Invited Paper PS-ThM12
Microwave Plasma Enabling Efficient Power-To-X Conversion

Thursday, October 25, 2018, 11:40 am, Room 104A

Sustainable energy generation by means of wind or from solar radiation through photovoltaics or concentrated solar power will continue to increase its share of the energy mix. Intermittency due to e.g. day/night cycle, regional variation in availability, and penetration of sustainable energy into sectors other than electricity such as the chemical industry necessitates means of storage, transport and energy conversion on a large scale. A promising option is the synthesis of chemicals and artificial fuels using sustainable energy. A truly circular economy requires that the raw materials are the thermodynamically most stable ones such as CO₂ and N₂. In this contribution it will be highlighted how plasma chemistry can potentially combine compatibility with e.g. intermittency and localized production to activate these molecules with maximum energy efficiency, essentially due to preferential vibrational excitation (causing inherently strong out-of-equilibrium processing conditions that achieve selectivity in the reaction processes). Examples will be discussed of research carried out at DIFFER to ultimately enable a scale up to chemical industrial applications.

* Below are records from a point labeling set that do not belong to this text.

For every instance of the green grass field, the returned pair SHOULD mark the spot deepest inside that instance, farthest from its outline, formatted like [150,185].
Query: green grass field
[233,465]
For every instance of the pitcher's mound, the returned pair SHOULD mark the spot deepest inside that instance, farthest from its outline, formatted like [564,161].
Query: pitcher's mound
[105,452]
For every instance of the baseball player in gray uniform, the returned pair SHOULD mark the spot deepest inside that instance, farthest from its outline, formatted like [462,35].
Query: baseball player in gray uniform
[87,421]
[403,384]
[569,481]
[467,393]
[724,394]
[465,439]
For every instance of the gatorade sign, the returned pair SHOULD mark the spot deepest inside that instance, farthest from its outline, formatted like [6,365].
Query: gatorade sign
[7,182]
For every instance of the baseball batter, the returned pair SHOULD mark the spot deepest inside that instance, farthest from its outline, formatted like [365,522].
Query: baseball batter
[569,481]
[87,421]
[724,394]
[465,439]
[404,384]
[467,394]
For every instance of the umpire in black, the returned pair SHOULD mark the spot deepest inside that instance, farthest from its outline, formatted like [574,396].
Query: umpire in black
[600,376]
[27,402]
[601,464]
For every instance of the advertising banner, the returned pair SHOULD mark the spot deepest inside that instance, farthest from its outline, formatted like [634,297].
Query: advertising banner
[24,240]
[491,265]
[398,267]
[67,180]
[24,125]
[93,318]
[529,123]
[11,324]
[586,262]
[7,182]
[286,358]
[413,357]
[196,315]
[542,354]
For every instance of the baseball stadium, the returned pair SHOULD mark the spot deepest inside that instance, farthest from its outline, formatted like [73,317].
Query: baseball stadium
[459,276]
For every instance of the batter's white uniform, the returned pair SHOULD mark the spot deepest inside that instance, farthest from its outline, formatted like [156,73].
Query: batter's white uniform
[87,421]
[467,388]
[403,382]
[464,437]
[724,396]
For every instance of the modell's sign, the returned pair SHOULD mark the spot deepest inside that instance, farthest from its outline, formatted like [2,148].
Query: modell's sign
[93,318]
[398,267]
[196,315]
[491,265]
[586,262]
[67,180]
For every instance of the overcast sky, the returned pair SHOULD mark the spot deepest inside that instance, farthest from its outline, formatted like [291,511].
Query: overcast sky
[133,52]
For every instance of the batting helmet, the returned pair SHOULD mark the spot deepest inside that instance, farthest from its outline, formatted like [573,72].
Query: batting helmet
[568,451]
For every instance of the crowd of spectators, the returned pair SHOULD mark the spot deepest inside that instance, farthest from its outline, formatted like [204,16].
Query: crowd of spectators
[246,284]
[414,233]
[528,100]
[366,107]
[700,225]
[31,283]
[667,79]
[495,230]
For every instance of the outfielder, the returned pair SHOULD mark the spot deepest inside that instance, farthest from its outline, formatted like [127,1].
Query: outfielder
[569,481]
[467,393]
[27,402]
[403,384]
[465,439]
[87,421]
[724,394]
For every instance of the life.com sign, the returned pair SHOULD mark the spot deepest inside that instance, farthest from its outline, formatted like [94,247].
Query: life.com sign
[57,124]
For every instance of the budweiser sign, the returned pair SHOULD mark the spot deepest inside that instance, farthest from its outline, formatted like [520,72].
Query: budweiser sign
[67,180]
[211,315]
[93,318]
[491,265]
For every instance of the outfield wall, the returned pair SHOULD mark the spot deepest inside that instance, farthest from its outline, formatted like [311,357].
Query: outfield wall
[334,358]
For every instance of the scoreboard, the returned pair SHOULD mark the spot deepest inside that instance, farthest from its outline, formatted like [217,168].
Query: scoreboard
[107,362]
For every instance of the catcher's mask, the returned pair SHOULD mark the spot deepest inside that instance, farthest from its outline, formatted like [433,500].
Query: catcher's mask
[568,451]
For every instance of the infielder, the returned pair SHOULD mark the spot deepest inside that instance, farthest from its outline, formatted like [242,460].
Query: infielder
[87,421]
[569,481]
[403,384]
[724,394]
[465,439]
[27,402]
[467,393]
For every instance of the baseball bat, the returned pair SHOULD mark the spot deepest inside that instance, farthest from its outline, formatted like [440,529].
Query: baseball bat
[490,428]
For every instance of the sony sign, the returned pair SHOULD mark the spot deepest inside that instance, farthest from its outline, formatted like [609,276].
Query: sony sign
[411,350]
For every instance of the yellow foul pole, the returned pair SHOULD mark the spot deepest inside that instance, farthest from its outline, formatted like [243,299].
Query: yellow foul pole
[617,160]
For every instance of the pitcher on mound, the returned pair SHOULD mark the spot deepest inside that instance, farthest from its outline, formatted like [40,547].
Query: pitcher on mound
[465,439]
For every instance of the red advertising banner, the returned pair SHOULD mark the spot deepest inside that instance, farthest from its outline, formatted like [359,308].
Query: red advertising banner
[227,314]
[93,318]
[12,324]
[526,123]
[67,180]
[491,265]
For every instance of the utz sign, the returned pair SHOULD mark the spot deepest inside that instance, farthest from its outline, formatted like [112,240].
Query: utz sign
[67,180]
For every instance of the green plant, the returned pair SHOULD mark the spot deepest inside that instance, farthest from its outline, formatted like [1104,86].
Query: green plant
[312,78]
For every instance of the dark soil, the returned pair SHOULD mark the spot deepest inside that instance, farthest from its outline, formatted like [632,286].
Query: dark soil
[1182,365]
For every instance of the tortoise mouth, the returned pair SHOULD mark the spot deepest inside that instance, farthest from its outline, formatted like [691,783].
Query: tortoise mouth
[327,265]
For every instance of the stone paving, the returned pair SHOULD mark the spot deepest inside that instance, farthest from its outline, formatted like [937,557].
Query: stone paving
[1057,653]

A common microwave reactor approach is evaluated experimentally with laser Rayleigh and Raman scattering (to assess gas and vibrational temperatures) and Fourier transform infrared spectroscopy (yielding conversion and efficiency). For example, 50% energy efficiency was observed in pure CO₂ (forming CO and O₂) in a thermodynamic equilibrium conversion regime governed by gas temperatures of ~3500 K. These results are interpreted on basis of Boltzmann solver based plasma dynamics estimates, indicating that intrinsic electron energies are higher than what is favourable for preferential vibrational excitation. Pulsed experiments (1-5 kHz) in which gas temperature dynamics are revealed confirm this picture. In pure N₂, vibrational temperatures are observed in excess of 10000K and up to five times higher than the gas temperature. The signature of the Treanor effect (overpopulation of higher levels) is confirmed. These observations are promising in view of economic localized production of fertilizer. Finally, an outlook is given to novel reactor approaches that tailor the plasma dynamics to optimally promote vibrational excitation and to achieve the desired non-equilibrium.